Incorporating OWL annotations into the custom schema (remember to export using the -O owl
option) also supports importing the results into an ontology editor like Protege, at which point it may be reasoned over.
The recipe
template in OntoGPT incorporates several OWL annotations:
classes:
Recipe:
tree_root: true
close_mappings:
- FOODON:00004081
attributes:
url:
identifier: true
range: uriorcurie
slot_uri: rdf:Resource
annotations:
prompt.skip: true
label:
description: the name of the recipe
slot_uri: rdfs:label
annotations:
owl: AnnotationProperty, AnnotationAssertion
description:
description: a brief textual description of the recipe
slot_uri: dcterms:description
annotations:
owl: AnnotationProperty, AnnotationAssertion
categories:
description: a semicolon separated list of the categories to which this recipe belongs
range: RecipeCategory
multivalued: true
slot_uri: dcterms:subject
annotations:
owl: AnnotationAssertion
ingredients:
description: a semicolon separated list of the ingredients plus quantities of the recipe
multivalued: true
range: Ingredient
slot_uri: FOODON:00002420
annotations:
owl: ObjectProperty, ObjectSomeValuesFrom
steps:
description: a semicolon separated list of the individual steps involved in this recipe
multivalued: true
range: Step
annotations:
owl: ObjectProperty, ObjectSomeValuesFrom
annotations:
owl: Class
owl.template: |
EquivalentClasses(
{{url}}
ObjectIntersectionOf(
recipe:Recipe
{% for step in steps %}
ObjectSomeValuesFrom(
recipe:steps
{{tr(step)}}
)
{% endfor %}
{% for ingredient in ingredients %}
ObjectSomeValuesFrom(
FOODON:00002420
{{tr(ingredient)}}
)
{% endfor %}
)
)
...
Several of the slots above, like close_mappings
and slot_uri
, aren't exclusive to OWL but define the parts of this data model in terms of existing vocabularies, so the schema and any extracted results will be more compatible with other models and methods. Here, close_mappings
is used to show that the Recipe
class is close but not necessarily identical to FOODON:00004081
, or "food recipe".
The owl
slot under annotations
for these attributes defines one or more corresponding OWL axiom types. Because the label
attribute may be AnnotationProperty, AnnotationAssertion
in OWL (see the OWL2 syntax on Annotations) we know it can be applied as a property for something else, like an axiom or a specific entity with an IRI. This is how the rdfs:label
annotation property usually works so this isn't surprising.
The owl.template
slot defines template logic relating a Recipe to its component objects: steps and ingredients. It begins with an EquivalentClasses
axiom to define the identifier of the recipe, which we assume to be a URL, as identical to the class expression in subsequent lines. Specifically, that Recipe
must include both a series of steps (e.g., "fry", "chop", etc.) and a series of ingredients. The ingredients relate to the recipe through the property FOODON:00002420
, or "has ingredient".
Note that everything in {curly brackets} is a template of some kind. The Jinja template system is used in the example in lines like {% for step in steps %}
where a loop is used. Template slots like {{url}}
may be accessed directly with their names. So what makes {{tr(step)}}
different from {{step}}
? The tr()
function used here translates its input into an OWL entity so it may be used to generate valid OWL axioms.

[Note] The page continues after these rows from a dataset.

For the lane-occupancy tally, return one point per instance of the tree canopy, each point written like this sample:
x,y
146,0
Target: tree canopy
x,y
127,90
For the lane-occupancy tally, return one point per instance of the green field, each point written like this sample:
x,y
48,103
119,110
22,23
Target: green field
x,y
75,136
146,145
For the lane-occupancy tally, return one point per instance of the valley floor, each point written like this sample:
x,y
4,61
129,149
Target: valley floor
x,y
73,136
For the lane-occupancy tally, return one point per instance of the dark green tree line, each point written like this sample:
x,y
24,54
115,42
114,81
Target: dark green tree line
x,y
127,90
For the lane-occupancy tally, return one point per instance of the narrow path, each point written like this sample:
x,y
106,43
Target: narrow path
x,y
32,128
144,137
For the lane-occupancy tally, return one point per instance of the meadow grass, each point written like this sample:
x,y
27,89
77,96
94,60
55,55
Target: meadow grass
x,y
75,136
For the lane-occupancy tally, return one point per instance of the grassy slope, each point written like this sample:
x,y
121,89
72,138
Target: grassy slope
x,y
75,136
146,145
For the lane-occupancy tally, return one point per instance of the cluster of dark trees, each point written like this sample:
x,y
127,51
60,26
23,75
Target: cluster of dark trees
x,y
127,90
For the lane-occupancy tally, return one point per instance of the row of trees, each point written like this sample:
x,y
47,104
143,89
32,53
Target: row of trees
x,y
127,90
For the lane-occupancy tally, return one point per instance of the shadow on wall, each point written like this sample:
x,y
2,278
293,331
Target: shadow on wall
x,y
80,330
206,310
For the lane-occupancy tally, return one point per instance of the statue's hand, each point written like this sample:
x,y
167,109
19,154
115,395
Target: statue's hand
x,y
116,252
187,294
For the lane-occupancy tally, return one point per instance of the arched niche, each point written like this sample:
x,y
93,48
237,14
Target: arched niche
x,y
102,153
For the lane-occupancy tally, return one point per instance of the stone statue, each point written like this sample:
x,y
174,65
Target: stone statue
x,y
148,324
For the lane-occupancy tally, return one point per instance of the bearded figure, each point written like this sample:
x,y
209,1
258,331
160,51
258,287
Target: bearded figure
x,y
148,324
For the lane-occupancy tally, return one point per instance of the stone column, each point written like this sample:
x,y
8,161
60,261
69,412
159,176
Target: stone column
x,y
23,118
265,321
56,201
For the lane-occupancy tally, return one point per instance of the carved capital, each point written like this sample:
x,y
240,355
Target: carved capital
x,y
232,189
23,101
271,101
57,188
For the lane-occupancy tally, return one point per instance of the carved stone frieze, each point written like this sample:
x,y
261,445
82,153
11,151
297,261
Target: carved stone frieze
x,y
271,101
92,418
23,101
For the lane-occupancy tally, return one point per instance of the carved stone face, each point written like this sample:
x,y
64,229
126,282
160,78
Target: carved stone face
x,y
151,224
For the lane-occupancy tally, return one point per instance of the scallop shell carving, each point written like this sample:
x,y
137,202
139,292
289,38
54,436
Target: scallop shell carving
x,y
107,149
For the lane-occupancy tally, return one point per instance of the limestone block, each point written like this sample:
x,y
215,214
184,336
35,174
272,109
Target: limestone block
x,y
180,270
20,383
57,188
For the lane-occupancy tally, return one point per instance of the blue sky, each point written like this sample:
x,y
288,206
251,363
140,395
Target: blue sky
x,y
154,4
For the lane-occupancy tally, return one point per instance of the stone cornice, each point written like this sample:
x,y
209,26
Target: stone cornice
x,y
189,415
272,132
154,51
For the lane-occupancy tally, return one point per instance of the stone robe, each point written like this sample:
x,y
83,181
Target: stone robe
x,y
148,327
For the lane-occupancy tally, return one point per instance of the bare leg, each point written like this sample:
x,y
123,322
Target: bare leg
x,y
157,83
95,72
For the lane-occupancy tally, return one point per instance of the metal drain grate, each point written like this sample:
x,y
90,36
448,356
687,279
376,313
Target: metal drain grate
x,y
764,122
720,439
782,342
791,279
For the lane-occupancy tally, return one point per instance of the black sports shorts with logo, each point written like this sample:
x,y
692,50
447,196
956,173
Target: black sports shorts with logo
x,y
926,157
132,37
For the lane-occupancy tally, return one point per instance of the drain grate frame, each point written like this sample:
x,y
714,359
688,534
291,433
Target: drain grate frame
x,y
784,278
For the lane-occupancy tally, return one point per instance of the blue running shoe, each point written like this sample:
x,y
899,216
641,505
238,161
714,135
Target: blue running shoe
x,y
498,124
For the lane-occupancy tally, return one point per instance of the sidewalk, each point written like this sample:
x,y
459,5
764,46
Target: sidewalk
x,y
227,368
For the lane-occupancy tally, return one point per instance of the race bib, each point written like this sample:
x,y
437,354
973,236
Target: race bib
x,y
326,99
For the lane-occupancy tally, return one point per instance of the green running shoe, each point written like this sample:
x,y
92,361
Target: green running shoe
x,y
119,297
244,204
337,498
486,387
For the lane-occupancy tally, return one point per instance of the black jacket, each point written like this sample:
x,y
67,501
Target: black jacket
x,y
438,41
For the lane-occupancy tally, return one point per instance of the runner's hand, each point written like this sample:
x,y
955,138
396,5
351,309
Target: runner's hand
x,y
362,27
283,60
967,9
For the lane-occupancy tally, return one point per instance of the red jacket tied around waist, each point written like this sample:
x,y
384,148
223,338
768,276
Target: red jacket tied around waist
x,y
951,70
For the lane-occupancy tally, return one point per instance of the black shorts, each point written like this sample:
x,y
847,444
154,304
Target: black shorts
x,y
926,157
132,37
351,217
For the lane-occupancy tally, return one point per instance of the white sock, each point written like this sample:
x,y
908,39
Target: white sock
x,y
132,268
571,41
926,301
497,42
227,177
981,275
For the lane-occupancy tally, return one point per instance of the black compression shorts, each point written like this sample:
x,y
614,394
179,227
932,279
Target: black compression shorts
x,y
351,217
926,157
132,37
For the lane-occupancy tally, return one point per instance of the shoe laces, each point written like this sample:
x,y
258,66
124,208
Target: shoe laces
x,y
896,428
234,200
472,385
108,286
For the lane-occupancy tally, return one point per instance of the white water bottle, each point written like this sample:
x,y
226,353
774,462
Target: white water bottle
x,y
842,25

See also: the documentation page on OWL exports and the linkml-owl documentation.
Using a custom schema
You may then use the schema like any other. Pass the path to your schema to the --template/-t
option.
For example, if your schema is named albatross.yaml
, then an extract command is:
ontogpt extract -t albatross.yaml -i input.txt
Running this (or any other command including your custom schema) will install it for future use with OntoGPT, so in subsquent commands it can be referred to by its name (e.g., albatross
, without the file extension or a full filepath).